Path to save the translated output. If None, output is returned but not saved.

UI and Progress Settings

verbose
bool
default:"False"
Whether to show detailed progress information during translation.
progress_callback
Callable[[int], None] | None
default:"None"
Callback function to update progress. Receives the number of tokens processed.
def update_progress(tokens: int):
    print(f"Processed {tokens} tokens so far")

config = TranslationConfig(
    ...,
    progress_callback=update_progress
)

Cost Control Settings

max_cost
float | None
default:"None"
Maximum cost threshold in USD. Translation will stop if this limit is exceeded. Must be >= 0.
config = TranslationConfig(
    ...,
    max_cost=10.0  # Stop if cost exceeds $10
)
force
bool
default:"False"
Whether to skip cost and size warnings. Use with caution.
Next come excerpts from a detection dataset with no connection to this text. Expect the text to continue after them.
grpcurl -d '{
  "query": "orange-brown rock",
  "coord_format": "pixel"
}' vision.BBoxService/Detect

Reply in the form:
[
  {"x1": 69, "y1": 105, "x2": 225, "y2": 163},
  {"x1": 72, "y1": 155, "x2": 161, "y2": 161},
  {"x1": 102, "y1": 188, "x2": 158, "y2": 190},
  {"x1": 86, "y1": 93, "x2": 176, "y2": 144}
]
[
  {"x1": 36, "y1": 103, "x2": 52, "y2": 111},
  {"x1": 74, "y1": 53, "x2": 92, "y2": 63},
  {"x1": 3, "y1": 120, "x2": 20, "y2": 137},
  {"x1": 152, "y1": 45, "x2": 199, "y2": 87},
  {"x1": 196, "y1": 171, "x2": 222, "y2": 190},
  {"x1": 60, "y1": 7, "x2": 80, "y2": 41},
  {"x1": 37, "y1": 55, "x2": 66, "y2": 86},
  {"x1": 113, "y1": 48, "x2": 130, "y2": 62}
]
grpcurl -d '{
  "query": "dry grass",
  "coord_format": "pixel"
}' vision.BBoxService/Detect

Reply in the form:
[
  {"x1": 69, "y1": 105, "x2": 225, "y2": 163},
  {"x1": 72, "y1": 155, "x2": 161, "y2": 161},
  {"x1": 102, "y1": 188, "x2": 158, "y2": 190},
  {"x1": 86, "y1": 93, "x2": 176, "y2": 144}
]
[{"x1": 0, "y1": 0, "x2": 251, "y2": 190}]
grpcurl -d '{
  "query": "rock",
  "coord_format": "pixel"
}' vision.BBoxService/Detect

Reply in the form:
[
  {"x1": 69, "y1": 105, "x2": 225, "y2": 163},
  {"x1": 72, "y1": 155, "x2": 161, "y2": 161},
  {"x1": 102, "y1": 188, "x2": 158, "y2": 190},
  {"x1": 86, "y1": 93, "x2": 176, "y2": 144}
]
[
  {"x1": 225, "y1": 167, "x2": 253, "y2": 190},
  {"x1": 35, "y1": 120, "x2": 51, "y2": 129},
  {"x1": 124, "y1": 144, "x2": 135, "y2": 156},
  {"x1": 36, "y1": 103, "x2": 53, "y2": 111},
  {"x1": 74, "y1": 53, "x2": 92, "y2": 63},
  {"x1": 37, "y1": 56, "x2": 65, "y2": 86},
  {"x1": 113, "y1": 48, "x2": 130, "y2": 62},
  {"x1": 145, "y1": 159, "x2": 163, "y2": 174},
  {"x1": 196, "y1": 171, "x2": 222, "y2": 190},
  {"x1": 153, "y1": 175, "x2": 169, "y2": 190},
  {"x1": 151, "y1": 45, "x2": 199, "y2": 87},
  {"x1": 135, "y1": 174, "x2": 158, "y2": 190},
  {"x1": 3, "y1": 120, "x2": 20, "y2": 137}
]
Sliding Window Algorithm Settings

window_size
int
default:"2000"
Window size in characters for sliding window translation. Must be > 0.Larger windows provide more context but use more tokens per request.
overlap_size
int
default:"200"
Overlap size in characters between windows. Must be > 0 and < window_size.Overlap helps maintain continuity between windows.

Context-Aware Algorithm Settings

context_size
int | None
default:"2000"
Target chunk size in characters for context-aware translation. Must be > 0.Text is split at natural boundaries (paragraphs, sentences) near this size.
custom_split_token
str | None
default:"None"
Custom token to split text on for context-aware algorithm. When provided, ignores context_size.
# Split on custom separator
config = TranslationConfig(
    ...,
    algorithm="context-aware",
    custom_split_token="\n---\n"  # Split on horizontal rules
)

Checkpoint Settings

checkpoint_dir
Path | None
default:"None"
Directory to store translation checkpoints. Enables resuming interrupted translations.
config = TranslationConfig(
    ...,
    checkpoint_dir=Path(".checkpoints")
)
checkpoint_frequency
int
default:"1"
Save checkpoint every N pages/chunks. Must be > 0.Higher values reduce I/O overhead but increase potential re-work if interrupted.
resume_from_checkpoint
bool
default:"True"
Whether to try resuming from checkpoint if one exists.

Advanced Features

use_glossary
bool
default:"False"
Enable glossary for consistent term translations. The model will maintain a glossary of key terms and their translations throughout the document.Adds approximately 20% token overhead but improves consistency.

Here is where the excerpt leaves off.